This is their setting of the ‘sociological’ or ‘nomothetic’ level of analysis; that is to say, social structure is a normative phenomenon, and sociology is firmly rooted in normative analysis. They contrast this level of analytic abstraction with the ‘individual’, that is to say with the ‘psychological’ or ideographic levels when examining any specific role performance. Thus it becomes necessary to look at both role expectations and need dispositions when attempting to understand the behaviour and interaction of ‘specific role incumbents’.
This approach takes as its main concern the intersection of society and personality both as it is problematic for the explanation of social behaviour and as the focus where different levels of analysis need to be distinguished. It is unable to conceive of conflict and lack of integration as a consequence of social structural phenomena, of, for example, divergent interests generated between groups and individuals as they compete for scarce resources. Conflict arises merely as a result of a lack of integration between personality and the normative order, that is, malsocialization.

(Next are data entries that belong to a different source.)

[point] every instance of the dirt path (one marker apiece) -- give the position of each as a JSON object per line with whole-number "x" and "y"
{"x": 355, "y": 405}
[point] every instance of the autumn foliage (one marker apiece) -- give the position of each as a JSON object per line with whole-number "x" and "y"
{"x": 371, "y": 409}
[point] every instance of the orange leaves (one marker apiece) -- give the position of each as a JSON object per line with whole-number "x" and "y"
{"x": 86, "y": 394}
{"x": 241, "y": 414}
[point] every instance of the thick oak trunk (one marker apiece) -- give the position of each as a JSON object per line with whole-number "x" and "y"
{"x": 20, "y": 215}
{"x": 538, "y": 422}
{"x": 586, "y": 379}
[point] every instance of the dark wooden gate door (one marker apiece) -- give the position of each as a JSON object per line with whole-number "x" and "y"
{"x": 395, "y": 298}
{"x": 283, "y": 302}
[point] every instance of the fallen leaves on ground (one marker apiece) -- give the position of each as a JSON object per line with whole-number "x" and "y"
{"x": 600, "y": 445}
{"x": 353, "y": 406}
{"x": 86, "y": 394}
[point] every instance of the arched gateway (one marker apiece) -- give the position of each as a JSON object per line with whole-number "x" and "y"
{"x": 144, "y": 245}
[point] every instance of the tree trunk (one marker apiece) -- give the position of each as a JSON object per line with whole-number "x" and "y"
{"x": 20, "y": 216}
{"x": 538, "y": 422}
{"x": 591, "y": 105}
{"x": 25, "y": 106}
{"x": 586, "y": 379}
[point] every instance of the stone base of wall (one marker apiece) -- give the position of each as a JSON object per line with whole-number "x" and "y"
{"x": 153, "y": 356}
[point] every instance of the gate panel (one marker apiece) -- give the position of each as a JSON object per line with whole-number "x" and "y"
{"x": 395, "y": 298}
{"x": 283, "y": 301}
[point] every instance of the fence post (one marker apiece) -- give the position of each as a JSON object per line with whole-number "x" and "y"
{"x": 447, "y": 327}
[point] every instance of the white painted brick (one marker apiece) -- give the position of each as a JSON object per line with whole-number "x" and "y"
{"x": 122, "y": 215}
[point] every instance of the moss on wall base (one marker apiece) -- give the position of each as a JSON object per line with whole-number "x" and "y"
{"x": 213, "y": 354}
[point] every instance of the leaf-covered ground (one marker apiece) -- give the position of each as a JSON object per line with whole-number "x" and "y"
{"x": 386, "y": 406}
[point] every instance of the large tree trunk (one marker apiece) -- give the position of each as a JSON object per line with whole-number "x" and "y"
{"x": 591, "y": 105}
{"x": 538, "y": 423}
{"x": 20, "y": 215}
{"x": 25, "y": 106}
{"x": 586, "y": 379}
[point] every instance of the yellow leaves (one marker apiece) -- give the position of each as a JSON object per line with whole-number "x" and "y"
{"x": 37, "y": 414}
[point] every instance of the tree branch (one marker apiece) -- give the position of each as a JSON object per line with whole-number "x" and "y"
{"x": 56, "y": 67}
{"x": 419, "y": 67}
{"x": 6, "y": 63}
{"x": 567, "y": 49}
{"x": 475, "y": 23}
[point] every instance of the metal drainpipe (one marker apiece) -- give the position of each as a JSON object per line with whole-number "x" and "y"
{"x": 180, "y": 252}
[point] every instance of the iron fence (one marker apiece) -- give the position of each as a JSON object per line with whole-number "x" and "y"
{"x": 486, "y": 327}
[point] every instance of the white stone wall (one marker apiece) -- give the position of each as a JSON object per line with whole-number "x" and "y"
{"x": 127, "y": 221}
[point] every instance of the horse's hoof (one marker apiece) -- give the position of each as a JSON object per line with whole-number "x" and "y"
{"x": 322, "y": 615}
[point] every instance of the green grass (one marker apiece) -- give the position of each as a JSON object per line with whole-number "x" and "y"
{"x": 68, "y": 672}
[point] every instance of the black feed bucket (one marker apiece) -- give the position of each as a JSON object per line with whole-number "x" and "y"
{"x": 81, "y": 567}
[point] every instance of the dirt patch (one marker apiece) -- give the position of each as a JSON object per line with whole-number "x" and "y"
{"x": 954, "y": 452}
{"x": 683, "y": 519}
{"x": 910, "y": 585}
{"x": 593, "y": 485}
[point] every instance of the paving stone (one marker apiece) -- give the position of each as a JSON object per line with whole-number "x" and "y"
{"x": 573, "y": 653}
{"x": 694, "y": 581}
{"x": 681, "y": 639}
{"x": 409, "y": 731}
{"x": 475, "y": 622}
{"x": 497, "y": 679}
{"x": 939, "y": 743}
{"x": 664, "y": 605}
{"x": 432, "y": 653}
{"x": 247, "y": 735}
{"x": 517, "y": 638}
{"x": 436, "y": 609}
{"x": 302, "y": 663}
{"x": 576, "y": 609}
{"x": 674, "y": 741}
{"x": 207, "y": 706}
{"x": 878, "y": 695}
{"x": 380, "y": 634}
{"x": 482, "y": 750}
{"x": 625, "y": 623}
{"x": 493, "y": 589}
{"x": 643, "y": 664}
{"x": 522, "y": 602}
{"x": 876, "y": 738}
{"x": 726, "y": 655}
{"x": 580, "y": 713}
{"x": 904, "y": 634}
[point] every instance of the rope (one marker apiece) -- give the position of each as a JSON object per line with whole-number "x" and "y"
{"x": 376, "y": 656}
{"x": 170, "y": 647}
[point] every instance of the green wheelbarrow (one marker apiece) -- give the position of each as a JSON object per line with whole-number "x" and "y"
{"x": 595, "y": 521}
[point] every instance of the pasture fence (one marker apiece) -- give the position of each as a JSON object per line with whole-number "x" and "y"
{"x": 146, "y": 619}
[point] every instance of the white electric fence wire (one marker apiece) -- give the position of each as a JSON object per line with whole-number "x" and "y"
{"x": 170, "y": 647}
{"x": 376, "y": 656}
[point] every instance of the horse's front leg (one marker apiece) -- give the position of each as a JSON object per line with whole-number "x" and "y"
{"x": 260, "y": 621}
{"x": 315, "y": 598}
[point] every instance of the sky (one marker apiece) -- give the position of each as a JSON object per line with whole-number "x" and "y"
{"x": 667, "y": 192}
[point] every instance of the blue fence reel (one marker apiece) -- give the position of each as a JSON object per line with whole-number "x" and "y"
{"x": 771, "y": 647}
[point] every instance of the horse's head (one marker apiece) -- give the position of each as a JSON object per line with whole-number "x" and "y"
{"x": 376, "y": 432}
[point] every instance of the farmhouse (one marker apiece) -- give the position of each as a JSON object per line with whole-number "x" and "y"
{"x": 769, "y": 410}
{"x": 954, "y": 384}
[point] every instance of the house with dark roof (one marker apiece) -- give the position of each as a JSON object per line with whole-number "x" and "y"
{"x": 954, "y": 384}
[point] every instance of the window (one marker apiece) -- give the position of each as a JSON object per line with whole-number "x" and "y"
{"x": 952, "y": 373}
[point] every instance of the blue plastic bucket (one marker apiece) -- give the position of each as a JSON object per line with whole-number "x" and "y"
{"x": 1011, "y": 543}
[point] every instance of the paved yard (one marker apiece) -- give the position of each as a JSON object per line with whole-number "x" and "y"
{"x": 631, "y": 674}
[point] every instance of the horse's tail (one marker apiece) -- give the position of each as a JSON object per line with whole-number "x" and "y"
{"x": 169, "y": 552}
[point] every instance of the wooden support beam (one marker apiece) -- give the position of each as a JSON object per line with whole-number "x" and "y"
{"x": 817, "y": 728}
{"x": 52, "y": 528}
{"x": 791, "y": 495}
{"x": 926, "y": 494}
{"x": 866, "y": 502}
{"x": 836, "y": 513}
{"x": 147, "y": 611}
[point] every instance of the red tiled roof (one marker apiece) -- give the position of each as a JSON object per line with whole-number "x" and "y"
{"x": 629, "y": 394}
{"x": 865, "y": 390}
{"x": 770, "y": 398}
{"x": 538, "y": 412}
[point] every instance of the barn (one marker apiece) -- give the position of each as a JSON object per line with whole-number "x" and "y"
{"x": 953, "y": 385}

Within this kind of approach society consists of a unified order, according to a dominant value system and it is inconceivable that major tensions, or indeed any tensions can be the result of anything other than personal recalcitrance against this dominant hegemony. Thus its view of socialization tends to be one of a passive actor being socialized into a consensual institutional framework rather than one which allows the actor to participate in his own conceptual construction of the world and his own fate as a project. This latter view is central to the interactionist approach to action and social structure which is often proposed as an alternative to structural functionalism (Blumer, 1962; Bolton, 1963) and which has greatly influenced social phenomenology. The latter will be considered in greater detail in the next chapter.
The behavioural image of man and social structures which is exemplified by much of the literature in the sociology of the school and classroom interaction is grounded in the positivistic projects of control and prediction. Here the social system is either seen as a ‘pattern of stimuli’ which schedule or trigger off the responses of organisms which have been socialized to react in given ways to certain given stimuli, or as a transcendent supra-individual system in equilibrium. In the Parsonian model there is a tendency to combine the two (Parsons, 1951). From the symbolic interactionist and social phenomenological perspective the critique of these positions centres on the view of human conduct as behaviour, i.e. as consisting as purely of responses to external environmental or internalized stimuli. Whilst accepting part of the thrust of this criticism and thus of the image of man implied, we would suggest questions also need to be posed regarding the equation of social structures with normative factors. Structural factors other than the merely symbolic may be features in interaction. It is crucial to consider the ways in which elements of the interactive situation may well not be acknowledged or understood by the actors involved but that such factors nevertheless structure the opportunities for action in ways which are more complex than has sometimes been thought.
When considering the generation of pupils’ identities, for example, the pupil’s opportunity structure for acquiring any particular identity relates not merely to the teacher’s working conceptual categories in her or his consciousness, but also to facets of the structure of classroom organization which has to be understood in relationship to a range of extra-classroom as well as intra-classroom pressures which may be or may not be appreciated by the teacher or the pupils. It is important to attempt to understand classroom social structure as the product of both symbolic context and material circumstances. The latter factors tend to be underestimated both in structural functionalism and in social interactionism and social phenomenology. We will discuss this below.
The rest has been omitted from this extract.